L’Administrateur provisoire / Alexandre Seurat. - Le Rouergue, 2016. - (La Brune)

A l’occasion du décès tragique de son frère, un frère hanté par la Shoah, le narrateur tente de soulever la chape de plomb qui pèse sur la famille. Raoul, l’arrière-grand-père, issu d’une famille parisienne, catholique et partisane de l’ordre, faisait partie sous Vichy du Commissariat général aux questions juives à un poste d’administrateur provisoire. Fonction peu reluisante qui consistait à recenser les entreprises dont les propriétaires étaient juifs, d’en prendre le contrôle avant d’en provoquer la vente par la contrainte et qui était souvent exercée par des personnes peu scrupuleuses en profitant, l’occasion était trop belle, pour pratiquer quelques petits détournements.

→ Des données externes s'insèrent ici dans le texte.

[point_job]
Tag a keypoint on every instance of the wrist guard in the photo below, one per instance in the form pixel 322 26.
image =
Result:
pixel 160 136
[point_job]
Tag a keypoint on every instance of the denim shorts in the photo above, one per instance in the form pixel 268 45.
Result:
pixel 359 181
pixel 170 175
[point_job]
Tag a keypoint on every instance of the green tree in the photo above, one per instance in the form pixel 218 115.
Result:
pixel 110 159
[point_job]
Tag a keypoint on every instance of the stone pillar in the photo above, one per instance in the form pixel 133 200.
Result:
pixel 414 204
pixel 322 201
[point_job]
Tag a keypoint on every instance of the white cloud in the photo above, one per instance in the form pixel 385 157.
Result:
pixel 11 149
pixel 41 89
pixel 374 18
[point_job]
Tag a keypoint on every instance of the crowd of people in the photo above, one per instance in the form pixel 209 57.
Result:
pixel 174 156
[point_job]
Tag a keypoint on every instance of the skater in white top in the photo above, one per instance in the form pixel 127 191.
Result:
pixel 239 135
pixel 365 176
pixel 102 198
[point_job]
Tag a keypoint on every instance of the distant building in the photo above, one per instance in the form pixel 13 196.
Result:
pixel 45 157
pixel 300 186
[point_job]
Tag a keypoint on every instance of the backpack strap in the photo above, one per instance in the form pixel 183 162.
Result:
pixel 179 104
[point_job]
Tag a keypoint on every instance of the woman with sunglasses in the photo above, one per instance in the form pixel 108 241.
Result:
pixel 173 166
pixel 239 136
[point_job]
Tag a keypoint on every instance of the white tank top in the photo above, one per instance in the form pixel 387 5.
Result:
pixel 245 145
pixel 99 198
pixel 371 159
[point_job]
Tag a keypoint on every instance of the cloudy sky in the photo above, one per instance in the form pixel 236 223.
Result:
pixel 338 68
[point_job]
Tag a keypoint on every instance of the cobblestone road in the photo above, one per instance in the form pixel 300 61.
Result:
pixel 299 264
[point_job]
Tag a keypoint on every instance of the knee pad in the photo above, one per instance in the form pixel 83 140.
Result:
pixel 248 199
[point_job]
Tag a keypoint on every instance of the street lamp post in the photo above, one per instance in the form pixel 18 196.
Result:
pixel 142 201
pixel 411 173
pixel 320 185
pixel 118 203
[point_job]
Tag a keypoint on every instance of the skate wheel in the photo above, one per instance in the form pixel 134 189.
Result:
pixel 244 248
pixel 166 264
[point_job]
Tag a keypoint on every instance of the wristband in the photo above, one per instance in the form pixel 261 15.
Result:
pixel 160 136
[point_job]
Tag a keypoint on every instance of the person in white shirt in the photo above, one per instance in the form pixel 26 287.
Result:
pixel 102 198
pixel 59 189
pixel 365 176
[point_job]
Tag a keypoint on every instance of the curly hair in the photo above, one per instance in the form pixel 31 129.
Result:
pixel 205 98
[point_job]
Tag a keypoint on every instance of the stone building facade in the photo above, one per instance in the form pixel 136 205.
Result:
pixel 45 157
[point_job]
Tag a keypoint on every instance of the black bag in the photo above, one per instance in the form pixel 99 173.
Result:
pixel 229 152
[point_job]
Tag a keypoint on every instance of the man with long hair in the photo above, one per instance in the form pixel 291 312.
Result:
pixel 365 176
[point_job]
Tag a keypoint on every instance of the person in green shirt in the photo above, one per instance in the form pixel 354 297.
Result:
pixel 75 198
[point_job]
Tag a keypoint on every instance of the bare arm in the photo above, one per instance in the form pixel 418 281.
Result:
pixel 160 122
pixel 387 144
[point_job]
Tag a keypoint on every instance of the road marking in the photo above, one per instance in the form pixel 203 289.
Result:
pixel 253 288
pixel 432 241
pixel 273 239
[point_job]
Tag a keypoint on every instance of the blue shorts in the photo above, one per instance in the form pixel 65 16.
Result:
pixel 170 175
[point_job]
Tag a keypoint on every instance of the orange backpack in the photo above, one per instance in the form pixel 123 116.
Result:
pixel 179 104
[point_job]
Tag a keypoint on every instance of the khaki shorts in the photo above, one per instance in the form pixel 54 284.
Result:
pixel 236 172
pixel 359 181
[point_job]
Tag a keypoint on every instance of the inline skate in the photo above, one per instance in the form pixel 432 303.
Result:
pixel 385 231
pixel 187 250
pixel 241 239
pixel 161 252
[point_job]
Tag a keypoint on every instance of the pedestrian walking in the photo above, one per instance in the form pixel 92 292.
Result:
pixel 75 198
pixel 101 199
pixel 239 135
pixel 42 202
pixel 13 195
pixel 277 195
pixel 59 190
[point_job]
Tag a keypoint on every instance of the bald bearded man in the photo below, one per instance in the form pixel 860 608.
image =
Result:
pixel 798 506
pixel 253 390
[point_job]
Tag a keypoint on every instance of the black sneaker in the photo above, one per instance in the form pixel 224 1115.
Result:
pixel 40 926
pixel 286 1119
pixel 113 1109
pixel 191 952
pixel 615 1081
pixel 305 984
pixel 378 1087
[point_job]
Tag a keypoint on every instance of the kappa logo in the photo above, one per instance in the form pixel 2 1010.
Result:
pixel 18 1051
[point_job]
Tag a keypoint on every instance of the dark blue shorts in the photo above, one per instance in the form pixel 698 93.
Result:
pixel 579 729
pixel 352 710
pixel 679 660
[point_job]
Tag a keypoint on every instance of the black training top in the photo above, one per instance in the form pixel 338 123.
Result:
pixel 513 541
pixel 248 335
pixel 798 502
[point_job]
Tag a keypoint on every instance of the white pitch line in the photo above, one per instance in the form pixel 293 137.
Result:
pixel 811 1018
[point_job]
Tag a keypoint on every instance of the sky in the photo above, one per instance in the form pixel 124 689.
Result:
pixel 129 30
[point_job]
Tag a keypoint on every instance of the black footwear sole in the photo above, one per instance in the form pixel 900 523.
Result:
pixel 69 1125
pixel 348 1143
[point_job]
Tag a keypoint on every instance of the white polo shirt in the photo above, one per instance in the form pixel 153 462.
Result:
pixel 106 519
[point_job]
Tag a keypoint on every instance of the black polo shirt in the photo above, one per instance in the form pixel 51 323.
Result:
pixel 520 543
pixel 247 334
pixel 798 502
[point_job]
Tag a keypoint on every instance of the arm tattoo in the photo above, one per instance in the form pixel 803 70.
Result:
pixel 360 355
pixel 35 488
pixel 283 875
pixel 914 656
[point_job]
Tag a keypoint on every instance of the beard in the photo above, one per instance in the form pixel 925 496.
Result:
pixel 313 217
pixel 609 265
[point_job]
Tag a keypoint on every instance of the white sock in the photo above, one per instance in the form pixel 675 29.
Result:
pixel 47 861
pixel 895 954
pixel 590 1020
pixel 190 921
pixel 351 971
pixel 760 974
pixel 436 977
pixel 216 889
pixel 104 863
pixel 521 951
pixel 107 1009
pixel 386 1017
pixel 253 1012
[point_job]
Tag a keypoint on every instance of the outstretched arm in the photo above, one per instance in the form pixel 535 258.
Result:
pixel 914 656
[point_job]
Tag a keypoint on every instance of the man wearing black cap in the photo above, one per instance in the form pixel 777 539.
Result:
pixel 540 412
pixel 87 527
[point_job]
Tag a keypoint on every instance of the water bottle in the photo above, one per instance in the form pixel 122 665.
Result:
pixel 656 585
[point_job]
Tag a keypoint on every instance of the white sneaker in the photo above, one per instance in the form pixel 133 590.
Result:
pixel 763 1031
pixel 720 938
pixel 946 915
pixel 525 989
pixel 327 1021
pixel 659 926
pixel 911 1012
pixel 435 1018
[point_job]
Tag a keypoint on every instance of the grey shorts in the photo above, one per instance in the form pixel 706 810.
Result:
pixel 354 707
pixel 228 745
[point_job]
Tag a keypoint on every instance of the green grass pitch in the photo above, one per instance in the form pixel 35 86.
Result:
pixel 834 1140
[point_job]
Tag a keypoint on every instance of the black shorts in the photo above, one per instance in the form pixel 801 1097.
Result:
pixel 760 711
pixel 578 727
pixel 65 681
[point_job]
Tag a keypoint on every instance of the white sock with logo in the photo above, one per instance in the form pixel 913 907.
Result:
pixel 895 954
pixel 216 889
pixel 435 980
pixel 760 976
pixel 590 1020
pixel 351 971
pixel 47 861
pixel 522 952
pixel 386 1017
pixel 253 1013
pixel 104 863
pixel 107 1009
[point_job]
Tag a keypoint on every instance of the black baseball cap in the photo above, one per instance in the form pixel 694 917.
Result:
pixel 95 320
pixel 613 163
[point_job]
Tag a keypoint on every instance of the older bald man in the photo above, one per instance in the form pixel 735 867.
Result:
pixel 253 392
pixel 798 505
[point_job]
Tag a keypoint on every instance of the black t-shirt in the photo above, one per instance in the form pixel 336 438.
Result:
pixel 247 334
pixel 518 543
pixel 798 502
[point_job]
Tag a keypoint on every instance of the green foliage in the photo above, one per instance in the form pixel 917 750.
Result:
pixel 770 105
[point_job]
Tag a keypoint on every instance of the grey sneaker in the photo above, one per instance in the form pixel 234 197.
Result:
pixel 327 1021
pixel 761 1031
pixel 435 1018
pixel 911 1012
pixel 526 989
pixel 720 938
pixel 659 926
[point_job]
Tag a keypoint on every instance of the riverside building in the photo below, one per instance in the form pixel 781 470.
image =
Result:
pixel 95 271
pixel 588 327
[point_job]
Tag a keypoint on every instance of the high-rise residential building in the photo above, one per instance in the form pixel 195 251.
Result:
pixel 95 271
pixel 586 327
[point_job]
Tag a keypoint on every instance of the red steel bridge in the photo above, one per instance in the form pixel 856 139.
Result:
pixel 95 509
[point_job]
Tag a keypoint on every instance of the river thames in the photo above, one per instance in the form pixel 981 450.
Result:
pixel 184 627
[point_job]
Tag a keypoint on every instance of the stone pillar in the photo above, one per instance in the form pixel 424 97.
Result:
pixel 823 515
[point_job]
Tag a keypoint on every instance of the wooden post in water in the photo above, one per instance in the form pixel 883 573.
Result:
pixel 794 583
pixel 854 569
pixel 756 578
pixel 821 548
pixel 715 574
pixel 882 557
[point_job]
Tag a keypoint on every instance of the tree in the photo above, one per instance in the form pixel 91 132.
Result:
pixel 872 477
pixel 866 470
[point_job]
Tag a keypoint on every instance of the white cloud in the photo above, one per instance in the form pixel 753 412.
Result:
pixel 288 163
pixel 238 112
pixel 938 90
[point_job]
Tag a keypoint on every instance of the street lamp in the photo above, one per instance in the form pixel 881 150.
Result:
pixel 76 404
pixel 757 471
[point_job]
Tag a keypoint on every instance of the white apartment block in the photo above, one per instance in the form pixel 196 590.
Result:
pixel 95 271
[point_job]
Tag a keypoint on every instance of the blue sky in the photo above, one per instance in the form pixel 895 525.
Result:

Autant La Maladroite en 2015 était « d’une pièce » (même s'il s'agissait d'un assemblage de témoignages) autant L’Administrateur provisoire est protéiforme, un peu déconstruit ou en cours de reconstruction, kaléidoscope d’images et de souvenirs, imbrication de rencontres, de documents originaux, de scènes imaginées (dont le procès de l’arrière-grand-père par exemple), autant dans La Maladroite l’auteur comme le lecteur savent où ils vont, autant L’Administrateur provisoire, au rythme de l’enquête menée, est balbutiant. Cependant les deux sujets convergent vers le thème de la responsabilité collective. Difficile de ne pas penser à Modiano (celui de Dora Bruder notamment) ainsi qu’à Alexandre Jardin (celui Des gens très bien), les deux étant d’ailleurs évoqués sans être nommés (le premier p. 94, le second p. 32).